Климов проснулся и лежал в постели. Ощущение собственной красоты растекалось по его телу. За окном щебетали воробьи и соседки. Солнце ярко светило, укладывая на стенку тень стоящего за окном дерева. Пахло летом.
Он вымыл голову, позавтракал и сидел, откинувшись на стуле, полу закрыв глаза. Он улыбался. Сегодня он снова встретит Карину. Во второй раз. Они познакомились на кастинге. Она самая красивая, самая элегантная, самая умная и самая спокойная женщина, из всех, кого он когда-либо знал.

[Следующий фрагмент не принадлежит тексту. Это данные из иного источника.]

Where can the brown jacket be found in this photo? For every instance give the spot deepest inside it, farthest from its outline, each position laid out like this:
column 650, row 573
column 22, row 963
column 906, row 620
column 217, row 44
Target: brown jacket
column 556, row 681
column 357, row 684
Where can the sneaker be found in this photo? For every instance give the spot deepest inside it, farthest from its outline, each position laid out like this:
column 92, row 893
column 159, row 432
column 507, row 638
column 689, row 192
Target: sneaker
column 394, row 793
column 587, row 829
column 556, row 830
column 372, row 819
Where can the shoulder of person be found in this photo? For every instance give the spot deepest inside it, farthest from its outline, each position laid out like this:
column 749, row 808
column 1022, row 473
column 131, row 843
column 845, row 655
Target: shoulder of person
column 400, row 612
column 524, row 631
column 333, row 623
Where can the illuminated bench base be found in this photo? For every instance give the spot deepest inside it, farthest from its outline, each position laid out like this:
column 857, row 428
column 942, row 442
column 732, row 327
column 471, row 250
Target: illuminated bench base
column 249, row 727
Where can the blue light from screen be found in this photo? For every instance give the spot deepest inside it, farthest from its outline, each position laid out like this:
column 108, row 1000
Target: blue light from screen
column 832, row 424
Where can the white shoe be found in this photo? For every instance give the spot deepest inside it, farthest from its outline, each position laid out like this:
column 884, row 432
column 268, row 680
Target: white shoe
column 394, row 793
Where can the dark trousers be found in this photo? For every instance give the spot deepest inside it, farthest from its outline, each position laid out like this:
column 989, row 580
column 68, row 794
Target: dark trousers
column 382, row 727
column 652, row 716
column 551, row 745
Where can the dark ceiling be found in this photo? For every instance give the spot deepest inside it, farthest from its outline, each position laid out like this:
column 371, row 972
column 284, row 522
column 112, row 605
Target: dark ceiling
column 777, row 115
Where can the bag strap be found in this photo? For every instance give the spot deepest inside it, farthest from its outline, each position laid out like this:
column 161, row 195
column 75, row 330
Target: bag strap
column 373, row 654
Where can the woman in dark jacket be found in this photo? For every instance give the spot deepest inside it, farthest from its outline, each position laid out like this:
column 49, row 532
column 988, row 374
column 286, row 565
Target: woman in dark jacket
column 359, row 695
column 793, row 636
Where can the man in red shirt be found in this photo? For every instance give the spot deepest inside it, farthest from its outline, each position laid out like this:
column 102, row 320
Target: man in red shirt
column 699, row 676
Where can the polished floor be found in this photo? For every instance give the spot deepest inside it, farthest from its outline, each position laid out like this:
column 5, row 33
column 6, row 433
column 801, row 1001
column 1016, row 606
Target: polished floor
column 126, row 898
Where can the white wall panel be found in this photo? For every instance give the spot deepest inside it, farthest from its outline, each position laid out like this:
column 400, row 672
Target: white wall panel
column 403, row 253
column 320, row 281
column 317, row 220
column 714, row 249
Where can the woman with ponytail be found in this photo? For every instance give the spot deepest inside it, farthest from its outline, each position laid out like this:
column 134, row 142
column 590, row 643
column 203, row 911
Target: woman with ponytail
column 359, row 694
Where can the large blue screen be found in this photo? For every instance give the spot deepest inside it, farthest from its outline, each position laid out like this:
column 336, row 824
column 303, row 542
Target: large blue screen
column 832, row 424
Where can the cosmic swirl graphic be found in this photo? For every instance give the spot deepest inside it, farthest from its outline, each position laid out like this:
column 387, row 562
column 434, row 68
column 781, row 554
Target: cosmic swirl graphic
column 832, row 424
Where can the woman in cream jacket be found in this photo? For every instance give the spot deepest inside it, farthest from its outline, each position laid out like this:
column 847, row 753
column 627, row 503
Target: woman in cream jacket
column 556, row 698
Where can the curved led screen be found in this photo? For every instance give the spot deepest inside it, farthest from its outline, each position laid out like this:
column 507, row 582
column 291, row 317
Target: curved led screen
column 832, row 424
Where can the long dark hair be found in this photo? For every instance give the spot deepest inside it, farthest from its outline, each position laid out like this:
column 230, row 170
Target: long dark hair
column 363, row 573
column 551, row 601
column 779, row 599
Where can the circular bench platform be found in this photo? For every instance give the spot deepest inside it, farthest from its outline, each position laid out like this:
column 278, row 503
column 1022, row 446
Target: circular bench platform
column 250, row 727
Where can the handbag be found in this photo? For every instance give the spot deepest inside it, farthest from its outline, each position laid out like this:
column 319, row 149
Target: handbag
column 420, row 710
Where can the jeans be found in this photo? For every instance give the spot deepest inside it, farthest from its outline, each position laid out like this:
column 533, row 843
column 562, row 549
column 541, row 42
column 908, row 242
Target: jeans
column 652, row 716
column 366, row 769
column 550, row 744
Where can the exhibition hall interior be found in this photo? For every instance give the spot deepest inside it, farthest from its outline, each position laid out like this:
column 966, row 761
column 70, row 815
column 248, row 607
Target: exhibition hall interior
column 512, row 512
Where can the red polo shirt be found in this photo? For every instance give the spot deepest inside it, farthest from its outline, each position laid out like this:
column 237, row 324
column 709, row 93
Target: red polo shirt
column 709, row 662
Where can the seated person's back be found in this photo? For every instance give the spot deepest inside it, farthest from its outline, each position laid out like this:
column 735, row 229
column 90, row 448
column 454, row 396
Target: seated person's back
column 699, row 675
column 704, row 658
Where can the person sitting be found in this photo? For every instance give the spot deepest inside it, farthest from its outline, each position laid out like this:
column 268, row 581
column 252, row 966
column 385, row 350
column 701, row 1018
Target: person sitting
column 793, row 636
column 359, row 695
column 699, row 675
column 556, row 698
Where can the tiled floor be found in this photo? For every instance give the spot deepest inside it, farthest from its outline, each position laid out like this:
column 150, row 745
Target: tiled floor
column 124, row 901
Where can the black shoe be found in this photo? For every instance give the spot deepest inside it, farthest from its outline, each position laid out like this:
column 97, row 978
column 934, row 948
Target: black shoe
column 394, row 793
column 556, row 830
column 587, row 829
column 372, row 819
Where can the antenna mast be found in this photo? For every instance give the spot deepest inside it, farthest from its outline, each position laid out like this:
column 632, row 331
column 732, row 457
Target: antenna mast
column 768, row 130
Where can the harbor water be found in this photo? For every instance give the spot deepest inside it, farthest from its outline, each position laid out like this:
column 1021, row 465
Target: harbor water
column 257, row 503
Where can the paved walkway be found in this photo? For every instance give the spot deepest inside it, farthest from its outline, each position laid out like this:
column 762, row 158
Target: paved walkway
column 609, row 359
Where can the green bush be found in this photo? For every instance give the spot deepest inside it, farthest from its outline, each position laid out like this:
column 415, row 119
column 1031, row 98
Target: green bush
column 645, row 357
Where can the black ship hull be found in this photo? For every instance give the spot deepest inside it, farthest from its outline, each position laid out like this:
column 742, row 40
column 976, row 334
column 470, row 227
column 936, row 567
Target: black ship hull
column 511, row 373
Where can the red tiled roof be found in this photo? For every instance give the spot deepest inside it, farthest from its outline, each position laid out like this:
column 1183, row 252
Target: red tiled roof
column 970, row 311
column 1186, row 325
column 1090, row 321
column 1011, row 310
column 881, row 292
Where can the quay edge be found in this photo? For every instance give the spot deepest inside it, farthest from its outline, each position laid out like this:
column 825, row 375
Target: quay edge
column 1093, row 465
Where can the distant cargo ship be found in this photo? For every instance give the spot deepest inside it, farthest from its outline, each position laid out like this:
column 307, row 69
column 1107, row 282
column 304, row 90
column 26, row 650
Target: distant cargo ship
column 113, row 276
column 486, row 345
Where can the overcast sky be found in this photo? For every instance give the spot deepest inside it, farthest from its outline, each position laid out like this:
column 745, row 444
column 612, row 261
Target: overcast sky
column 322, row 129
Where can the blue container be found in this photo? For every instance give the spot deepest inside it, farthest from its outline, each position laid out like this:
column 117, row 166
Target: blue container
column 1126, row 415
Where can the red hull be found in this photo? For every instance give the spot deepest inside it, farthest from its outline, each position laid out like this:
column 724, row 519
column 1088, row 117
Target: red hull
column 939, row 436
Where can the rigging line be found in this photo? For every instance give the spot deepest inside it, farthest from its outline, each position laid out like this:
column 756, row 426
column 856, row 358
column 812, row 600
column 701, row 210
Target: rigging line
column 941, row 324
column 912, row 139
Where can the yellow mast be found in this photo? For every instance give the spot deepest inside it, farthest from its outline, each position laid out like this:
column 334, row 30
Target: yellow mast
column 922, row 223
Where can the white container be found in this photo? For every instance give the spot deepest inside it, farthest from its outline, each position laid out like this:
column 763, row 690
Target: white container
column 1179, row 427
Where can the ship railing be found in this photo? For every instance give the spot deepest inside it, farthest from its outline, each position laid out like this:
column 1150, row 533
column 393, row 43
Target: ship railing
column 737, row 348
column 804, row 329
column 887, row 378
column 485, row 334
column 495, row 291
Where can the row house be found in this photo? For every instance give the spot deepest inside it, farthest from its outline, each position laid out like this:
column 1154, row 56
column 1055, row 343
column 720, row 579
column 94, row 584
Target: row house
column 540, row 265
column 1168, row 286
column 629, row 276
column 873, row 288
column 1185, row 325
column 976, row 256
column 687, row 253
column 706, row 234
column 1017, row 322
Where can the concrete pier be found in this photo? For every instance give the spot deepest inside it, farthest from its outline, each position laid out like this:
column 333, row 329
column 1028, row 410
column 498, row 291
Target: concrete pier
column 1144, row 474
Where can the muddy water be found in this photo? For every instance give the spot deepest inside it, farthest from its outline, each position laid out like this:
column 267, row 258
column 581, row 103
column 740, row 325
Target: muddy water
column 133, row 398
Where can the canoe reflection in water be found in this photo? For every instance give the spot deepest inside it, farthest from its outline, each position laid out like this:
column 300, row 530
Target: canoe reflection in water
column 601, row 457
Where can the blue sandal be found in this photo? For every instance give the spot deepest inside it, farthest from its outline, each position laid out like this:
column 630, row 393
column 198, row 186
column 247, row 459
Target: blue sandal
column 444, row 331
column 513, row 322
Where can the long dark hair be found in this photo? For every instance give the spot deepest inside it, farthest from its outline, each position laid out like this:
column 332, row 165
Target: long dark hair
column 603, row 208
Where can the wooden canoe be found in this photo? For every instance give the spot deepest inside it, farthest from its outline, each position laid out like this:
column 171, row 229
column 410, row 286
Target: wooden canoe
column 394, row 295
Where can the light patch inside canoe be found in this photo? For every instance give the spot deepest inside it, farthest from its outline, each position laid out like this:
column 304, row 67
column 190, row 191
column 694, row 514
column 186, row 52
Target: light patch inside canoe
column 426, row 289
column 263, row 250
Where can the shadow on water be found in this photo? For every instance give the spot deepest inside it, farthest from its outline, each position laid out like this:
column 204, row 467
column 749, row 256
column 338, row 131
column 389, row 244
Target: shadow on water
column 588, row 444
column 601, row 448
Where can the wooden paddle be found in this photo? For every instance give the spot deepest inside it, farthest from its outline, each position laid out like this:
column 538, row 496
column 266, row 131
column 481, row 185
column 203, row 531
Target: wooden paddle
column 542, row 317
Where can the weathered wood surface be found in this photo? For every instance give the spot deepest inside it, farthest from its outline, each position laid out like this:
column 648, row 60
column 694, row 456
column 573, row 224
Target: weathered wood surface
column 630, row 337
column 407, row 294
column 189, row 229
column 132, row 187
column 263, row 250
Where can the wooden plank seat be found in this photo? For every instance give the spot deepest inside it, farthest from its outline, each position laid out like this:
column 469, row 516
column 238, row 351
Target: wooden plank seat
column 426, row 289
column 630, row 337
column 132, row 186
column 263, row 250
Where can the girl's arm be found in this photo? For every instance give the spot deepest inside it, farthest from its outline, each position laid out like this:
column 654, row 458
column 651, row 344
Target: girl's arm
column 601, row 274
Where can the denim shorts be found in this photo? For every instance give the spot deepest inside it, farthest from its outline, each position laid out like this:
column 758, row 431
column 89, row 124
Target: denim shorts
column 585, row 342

Он вскочил, быстро оделся и полетел. К машине.
Карина была старше него. Она смотрела на него чуть-чуть с хитрецой и чуть-чуть снисходительно. Он признался ей в любви.
— Любовь — высокое чувство, — сказала она. — Ты уверен, что сказал то слово?
— О да, принцесса! Из звуков этого слова складывается мозаика моей души.
«Любовь», — говорю я и высказываю все, что это «Я» составляет.
Он опустился на одно колено и склонил голову. Темные вьющиеся волосы рассыпались по белой рубашке, а в голубых глазах, поднятых на нее, отражалось солнце.
— Будь со мной! — тихо сказал Климов.
Карина вопросительно и чуть насмешливо подняла бровь.
— Я прошу твоей руки и сердца! — уже громче и, начиная отчаиваться, воскликнул Климов.
Карина рассмеялась, но в ее глазах тоже отражалось солнце.
— Тогда мы должны будем обвенчаться, — сказала она чуть строго.
— Я согласен! — восторженно вскричал Климов.
— Для этого тебе придется принять христианство.
— Я давно хотел это сделать! — ликовал Климов.
На радостях он хотел, было поцеловать ее, но до поцелуев было еще далеко. Вся его будущая жизнь теперь была раскрашена совсем другими красками, красками поцелуев с ней, красками детского смеха и красками ее речи.
Мои предложения служат прояснению: тот, кто поймет меня, поднявшись с их помощью — по ним — над ними, в конечном счете признает, что они бессмысленны. (Он должен будет, так сказать, отбросить лестницу, после того как поднимется по ней.)
Ему нужно преодолеть эти предложения, тогда он правильно увидит мир.
Так говорил Людвиг Витгештейн.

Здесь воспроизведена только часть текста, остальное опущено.